By Bill Odunga
It is easy to spot the new kids on the campus block, otherwise known as freshers. They walk with a cloud of fear and naivety that make them stand out from a crowd like a sore thumb.
If I could get into their heads, I would probably hear their conscience dissuading them from talking to members of the opposite sex, because their parents warned them that campus is Sodom of sorts (which it is).
Girls are warned not to spread-open any part of their bodies to anyone, except their arms for the Good Lord above. Boys are fore-cautioned to keep as far away from girls as honour from a politician.
Nothing could be further from the truth.
My mother was no exception, though she added a different twist to her cautionary tales by handing me a packet of condoms on my day of admission. Which was rather off beat because she is the same person who taught me the lessons of abstinence till marriage.
duplicity
Of course, I rejected the packet of latex only to check into my room and find the custodians had stashed my drawer with a handful of Government subsidised rubber. There was no running away from it.

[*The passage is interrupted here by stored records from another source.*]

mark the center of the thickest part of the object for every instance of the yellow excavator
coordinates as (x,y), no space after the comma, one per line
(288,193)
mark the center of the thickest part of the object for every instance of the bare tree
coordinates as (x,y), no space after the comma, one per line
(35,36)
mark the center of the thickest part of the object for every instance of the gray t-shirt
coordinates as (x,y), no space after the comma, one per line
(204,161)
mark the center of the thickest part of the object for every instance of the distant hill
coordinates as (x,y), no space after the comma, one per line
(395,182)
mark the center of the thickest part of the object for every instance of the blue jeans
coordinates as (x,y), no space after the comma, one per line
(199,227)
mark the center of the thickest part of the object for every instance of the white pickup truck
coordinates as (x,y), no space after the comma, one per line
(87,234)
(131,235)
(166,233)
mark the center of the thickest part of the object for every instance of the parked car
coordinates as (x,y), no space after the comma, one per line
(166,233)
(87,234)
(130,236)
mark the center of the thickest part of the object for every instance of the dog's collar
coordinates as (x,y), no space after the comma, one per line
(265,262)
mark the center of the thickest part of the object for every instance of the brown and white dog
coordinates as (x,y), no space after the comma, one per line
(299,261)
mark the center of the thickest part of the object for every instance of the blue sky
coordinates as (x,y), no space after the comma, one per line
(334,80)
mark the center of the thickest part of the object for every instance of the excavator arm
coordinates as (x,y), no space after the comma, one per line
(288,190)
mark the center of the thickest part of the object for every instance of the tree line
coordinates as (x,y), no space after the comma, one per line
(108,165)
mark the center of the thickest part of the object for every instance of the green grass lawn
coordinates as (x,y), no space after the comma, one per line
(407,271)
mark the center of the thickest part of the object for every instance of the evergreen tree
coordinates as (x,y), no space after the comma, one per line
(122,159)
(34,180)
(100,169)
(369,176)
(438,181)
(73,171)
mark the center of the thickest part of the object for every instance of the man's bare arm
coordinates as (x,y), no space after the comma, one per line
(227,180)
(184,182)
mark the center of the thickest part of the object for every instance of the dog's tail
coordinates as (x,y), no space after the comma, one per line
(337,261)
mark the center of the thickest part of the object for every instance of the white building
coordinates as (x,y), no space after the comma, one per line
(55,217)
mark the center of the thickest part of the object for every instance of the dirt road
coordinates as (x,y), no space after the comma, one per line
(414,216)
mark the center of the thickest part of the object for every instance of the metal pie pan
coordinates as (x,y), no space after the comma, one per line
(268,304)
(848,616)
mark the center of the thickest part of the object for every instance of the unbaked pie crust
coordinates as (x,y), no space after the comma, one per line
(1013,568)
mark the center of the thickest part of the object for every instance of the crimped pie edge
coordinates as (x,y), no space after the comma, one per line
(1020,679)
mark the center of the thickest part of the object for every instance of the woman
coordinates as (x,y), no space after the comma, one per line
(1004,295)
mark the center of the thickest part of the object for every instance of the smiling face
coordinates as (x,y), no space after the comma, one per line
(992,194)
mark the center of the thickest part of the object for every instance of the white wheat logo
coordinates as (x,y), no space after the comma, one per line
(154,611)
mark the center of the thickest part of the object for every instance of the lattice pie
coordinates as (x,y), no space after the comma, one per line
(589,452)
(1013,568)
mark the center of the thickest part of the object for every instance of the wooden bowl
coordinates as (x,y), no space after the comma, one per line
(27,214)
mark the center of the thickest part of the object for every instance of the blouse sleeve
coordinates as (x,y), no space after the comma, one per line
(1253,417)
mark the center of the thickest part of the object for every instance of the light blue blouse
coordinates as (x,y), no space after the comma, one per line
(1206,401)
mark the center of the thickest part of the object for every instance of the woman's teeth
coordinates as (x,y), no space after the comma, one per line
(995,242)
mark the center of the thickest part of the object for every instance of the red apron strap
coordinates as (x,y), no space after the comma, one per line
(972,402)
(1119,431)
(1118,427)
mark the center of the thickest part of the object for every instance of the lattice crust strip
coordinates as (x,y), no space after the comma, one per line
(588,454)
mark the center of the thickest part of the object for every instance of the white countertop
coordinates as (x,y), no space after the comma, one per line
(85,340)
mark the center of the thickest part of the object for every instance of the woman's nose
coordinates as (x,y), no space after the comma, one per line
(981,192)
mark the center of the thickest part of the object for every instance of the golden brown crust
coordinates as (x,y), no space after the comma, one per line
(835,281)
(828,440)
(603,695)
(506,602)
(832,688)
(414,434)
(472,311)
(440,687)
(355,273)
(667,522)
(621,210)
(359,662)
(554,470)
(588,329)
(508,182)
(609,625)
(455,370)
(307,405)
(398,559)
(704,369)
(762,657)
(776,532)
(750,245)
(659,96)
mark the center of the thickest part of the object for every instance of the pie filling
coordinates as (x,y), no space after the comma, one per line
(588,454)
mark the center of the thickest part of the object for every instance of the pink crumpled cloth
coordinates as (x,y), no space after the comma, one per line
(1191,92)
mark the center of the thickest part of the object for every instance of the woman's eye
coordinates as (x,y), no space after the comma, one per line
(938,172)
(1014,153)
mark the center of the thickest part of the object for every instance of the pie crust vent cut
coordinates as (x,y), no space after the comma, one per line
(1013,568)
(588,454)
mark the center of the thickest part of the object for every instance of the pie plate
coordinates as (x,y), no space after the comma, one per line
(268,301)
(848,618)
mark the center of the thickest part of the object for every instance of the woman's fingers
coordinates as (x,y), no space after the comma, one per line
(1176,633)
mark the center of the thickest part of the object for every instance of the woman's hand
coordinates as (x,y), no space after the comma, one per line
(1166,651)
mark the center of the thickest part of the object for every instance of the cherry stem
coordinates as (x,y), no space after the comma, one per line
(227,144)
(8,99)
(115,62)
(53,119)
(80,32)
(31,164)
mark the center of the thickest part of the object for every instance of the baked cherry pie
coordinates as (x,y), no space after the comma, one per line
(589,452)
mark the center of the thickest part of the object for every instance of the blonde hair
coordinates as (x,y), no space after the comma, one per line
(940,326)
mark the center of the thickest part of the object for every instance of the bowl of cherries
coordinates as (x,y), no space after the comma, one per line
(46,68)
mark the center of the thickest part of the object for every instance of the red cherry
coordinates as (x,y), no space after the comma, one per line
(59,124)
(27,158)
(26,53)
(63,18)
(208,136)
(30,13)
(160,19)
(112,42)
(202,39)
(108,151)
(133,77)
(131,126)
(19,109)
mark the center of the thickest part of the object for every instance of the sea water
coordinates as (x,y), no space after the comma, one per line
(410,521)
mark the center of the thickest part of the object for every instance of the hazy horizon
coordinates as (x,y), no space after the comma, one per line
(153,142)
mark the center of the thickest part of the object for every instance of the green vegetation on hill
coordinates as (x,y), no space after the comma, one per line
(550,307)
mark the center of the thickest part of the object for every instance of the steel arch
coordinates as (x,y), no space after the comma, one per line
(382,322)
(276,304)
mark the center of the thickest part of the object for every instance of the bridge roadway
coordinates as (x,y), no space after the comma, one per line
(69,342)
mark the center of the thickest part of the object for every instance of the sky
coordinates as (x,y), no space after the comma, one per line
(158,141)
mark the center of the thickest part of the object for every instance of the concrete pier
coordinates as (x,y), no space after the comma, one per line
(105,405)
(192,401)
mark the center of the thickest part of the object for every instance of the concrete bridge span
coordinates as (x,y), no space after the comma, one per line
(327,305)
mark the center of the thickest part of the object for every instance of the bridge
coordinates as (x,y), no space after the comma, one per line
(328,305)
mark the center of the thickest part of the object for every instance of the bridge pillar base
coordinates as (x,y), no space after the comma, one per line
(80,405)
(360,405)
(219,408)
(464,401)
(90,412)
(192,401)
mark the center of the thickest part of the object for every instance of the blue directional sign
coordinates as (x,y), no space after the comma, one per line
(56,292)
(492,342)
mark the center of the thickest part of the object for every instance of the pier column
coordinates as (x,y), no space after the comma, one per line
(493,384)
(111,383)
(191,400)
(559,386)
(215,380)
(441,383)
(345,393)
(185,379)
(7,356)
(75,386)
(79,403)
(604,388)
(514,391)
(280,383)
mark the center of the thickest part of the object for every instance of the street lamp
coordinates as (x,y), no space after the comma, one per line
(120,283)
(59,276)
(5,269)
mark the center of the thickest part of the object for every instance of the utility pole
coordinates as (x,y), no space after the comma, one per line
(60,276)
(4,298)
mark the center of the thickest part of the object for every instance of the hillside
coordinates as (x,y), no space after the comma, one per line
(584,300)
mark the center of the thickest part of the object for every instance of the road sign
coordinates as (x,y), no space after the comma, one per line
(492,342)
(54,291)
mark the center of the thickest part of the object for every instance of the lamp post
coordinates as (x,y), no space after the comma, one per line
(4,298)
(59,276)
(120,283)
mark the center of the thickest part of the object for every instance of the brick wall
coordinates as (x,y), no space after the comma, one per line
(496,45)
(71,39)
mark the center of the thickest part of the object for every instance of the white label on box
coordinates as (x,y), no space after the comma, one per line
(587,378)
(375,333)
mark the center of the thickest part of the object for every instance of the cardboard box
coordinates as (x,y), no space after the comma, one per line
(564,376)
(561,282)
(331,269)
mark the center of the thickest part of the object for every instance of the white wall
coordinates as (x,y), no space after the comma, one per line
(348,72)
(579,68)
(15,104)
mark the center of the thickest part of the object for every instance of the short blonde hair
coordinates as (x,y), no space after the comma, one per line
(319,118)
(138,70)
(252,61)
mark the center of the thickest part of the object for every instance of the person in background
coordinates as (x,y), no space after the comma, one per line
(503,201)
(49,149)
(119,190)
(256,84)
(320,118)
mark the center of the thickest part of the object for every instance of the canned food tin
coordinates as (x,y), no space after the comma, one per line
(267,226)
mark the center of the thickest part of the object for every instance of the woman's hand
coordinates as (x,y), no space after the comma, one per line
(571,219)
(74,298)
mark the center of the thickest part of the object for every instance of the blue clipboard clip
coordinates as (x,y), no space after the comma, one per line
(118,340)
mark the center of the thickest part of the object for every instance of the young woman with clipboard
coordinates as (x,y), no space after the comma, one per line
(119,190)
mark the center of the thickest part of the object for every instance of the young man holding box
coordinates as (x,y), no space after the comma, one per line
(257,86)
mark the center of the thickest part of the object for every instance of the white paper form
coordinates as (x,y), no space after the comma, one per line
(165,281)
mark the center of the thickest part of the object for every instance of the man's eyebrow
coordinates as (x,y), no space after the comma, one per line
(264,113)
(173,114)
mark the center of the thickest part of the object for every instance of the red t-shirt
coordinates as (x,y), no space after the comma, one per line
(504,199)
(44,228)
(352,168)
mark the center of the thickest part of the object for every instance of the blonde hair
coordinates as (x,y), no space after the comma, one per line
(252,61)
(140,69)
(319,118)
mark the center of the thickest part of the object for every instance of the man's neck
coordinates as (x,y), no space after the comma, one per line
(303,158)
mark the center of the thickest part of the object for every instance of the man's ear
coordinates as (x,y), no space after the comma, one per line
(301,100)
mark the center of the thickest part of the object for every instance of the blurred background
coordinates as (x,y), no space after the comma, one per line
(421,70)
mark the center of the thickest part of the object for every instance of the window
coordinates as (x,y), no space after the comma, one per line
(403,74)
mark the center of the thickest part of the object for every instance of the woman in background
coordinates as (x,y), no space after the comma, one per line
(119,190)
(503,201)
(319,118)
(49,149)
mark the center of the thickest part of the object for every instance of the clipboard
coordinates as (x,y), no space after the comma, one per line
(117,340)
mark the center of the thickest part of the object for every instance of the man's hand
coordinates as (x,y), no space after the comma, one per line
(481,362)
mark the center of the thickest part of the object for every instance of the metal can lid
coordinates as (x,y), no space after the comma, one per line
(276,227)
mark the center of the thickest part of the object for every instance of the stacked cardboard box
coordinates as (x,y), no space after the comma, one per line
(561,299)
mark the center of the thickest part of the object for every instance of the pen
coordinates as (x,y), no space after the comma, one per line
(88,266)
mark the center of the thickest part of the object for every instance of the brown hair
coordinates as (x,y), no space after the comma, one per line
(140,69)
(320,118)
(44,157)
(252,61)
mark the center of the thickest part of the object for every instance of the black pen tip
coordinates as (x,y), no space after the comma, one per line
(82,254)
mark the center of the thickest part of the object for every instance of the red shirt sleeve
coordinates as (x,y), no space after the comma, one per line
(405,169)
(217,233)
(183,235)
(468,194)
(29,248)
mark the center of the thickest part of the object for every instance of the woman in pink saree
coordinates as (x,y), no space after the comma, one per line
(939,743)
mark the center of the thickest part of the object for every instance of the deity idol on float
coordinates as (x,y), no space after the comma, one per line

So the other day when the principal of our college was addressing freshmen about sexual abstinence, I couldn’t help but snicker at the duplicity and pretense in his soliloquy. He took up the role of dad and schooled the rookies on the importance of abstinence.
From the look on the faces of some of the greenhorns, I could spot confusion considering they had found ‘greeting cards’ in the form of packets of condoms in their wardrobe cabinets. I could see them asking what they are supposed to do with them. Blow them up and decorate their rooms withal?
Sex is real kids, and it’s a beautiful experience. I need not delve any further.
However you must understand that when my mother handed me that packet of condoms, she wasn’t handing me a license to engage in hanky panky business. She was caring.
Guys, no matter the close resemblance she has to Huddah Monroe, just remember that in her is not just the illusion that Addis Ababa is a country, but also the potential of a venereal disease.
Girls, no matter how good it feels to have it ‘raw’, just remember that there is a new law: No glove, no love. No hat, no cat. No banana with a peel, no monkey you should feed.
Don’t strap up just for your mother. Do it for you.